Tuesday, January 11, 2011

The Gorbals


I'd been to Top Chef Season 2 winner, Ilan Hall's, The Gorbals in downtown Los Angeles twice before.

When I got the Blackboard Eats coupon for 30% off, I attempted to convince A. to try it again. See, the first time we had only sampled the much-talked-about matzoh balls wrapped in bacon(not so great) and the gribenes, lettuce, and tomato sandwich. So the second time was our only real meal.

I distinctly remembered A. liking it, as did I. He claims that I had a bit of a buzz going from the cocktail I was drinking and that my festive mood had colored my judgement. I of course didn't believe him for a second.

So crossing A. off of my list of whom to dine with at The Gorbals, I immediately turned to my sister, Mo. We easily got a 9:30 reservation for the next Saturday night.

I'd just like to mention right now, that it drives me up the wall when A. is right. And the killer is that he so often is. And just as a quick aside, he orders perfectly 90% of the time. The rascal!

Of course I had a blast with Mo, but it had nothing whatsoever to do with the food at The Gorbals.


Not a lot jumped out at me from the funny little menu. I know Ilan Hall prides himself on being somewhat cutting edge, but it goes back to what A. says about the place. There isn't much you want to eat.

Four pig dishes. We ordered two of those. The cow dish was tongue confit. There was a curried goat poutine and the bird dishes on offer were cornish game hen, and the gribenes sandwich. I love gribenes, but when we sampled it last time it was laden with mayonnaise.

The herbivore dishes were the most enticing.
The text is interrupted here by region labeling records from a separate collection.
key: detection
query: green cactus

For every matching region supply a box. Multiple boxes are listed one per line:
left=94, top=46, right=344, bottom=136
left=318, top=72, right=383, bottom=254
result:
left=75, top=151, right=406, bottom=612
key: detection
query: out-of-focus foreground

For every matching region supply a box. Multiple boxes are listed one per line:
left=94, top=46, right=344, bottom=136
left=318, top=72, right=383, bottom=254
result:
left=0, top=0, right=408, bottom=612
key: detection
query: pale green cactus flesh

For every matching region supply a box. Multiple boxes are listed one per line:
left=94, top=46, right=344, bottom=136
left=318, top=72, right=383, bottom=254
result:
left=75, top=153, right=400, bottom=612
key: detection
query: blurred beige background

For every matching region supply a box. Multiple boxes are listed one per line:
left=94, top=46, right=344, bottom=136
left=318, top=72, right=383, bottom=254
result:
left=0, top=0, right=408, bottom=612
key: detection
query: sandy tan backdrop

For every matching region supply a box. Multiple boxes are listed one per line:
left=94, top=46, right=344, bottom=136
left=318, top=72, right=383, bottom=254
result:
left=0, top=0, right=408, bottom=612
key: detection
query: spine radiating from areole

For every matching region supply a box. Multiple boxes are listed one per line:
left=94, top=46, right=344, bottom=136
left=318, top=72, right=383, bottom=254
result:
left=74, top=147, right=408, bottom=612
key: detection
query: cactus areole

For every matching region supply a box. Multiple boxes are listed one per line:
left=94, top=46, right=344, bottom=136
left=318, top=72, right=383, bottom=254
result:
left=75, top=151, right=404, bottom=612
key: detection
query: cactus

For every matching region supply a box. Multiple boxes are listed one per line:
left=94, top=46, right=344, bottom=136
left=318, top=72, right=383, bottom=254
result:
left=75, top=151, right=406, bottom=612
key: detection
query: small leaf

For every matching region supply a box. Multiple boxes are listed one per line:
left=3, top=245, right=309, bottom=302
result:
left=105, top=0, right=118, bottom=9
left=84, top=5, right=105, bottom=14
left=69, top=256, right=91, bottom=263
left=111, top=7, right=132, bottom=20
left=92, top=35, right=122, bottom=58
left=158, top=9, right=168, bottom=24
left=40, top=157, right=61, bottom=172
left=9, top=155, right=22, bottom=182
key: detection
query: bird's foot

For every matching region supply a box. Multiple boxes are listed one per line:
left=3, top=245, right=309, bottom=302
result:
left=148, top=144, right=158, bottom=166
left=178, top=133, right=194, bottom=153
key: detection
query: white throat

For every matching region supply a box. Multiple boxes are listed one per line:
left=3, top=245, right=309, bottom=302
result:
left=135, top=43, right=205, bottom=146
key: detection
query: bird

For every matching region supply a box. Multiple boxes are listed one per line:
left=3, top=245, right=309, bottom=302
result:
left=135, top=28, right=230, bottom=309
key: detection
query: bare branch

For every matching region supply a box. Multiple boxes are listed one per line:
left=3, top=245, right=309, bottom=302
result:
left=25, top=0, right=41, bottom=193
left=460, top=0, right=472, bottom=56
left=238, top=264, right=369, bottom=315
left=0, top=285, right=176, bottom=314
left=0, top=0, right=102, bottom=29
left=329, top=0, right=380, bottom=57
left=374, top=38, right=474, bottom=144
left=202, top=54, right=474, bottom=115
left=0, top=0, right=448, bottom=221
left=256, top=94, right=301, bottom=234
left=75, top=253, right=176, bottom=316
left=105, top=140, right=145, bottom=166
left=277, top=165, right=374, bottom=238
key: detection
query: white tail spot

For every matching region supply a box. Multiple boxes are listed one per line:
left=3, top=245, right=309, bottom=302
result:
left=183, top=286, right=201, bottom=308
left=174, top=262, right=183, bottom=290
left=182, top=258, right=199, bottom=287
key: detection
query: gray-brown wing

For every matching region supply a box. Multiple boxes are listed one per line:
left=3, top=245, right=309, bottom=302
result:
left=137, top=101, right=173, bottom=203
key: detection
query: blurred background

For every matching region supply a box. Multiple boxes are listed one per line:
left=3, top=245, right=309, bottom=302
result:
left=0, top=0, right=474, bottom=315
We selected three of those, including chips & dill, grilled romaine with anchovy butter and croutons, and broccoli with soy and chiles.


Sorry my pictures are a little dim. But look at the plating of the romaine! It looks like it was just dumped on the plate.

While some effort was certainly taken with the interior of the restaurant, the same cannot really be said for the visual appeal of the food itself.

I'm a fan of grilled romaine, and I intend to make some variation of it at home soon. While this dish was tasty with a nice char and good anchovy flavor, there was way too much butter or dressing on it. The leaves were sodden with the stuff -- a little too rich and oily.


Surprisingly the chips and dill are a favorite of Jonathan Gold's. I found them to be pretty ordinary, thickish-cut fries with very little dill present and an unreal amount of salt dusted on top. Not at all the type of chips that keep you reaching back into the bowl for more. The acidic aioli that came along side helped a little.


I fondly remembered the broccoli with soy and chiles, and I was pleased again. I love Hall's heavy hand with vinegar in this dish. We enjoyed it so much we ordered a second round, which unfortunately was a mistake.


The second batch was either not drained or it sat in the deep-fryer for far too long, because it was downright soggy with oil. The amount of vinegar used had been cut back dramatically. It was almost a completely different dish. Weird to have such inconsistency in one evening.

The meal was rounded out with porcine offerings. We shared the pork belly with baked beans and the pork spare-rib tips.


We were excited when the belly came, because what doesn't taste better with an egg on top? But sadly the pork and the beans were very flat and one-dimensional. A bit of sweetness or a kick of vinegar would have helped immensely. It wasn't until the last bite that I tasted a green onion. I sure wish there had been more of those to perk things up.

Mo liked the spare-rib tips, and she's right, the pure pork flavor was good. I, however, felt that there should have been more to it then simply roasting the tips in the oven. There just wasn't anything distinguishing them from any pork dish one of us could throw together -- no intriguing sauce or accompaniment -- just pork on plate.

I will say this. Our waiter was dynamite, very helpful and a real charmer. The space is lovely(once you traverse the dingy hotel lobby), especially the communal table and the warm lighting. The late hours are certainly handy. And it is funny to see Ilan Hall parading around in his short-sleeve chef's coat. But in the end, I just can't say that I'll be rushing back to The Gorbals.

The Gorbals
501 South Spring Street
Los Angeles, CA 90013
213-488-3408

1 comment:

Monique said...

I can't think of any reason to go back but I sure had fun with you.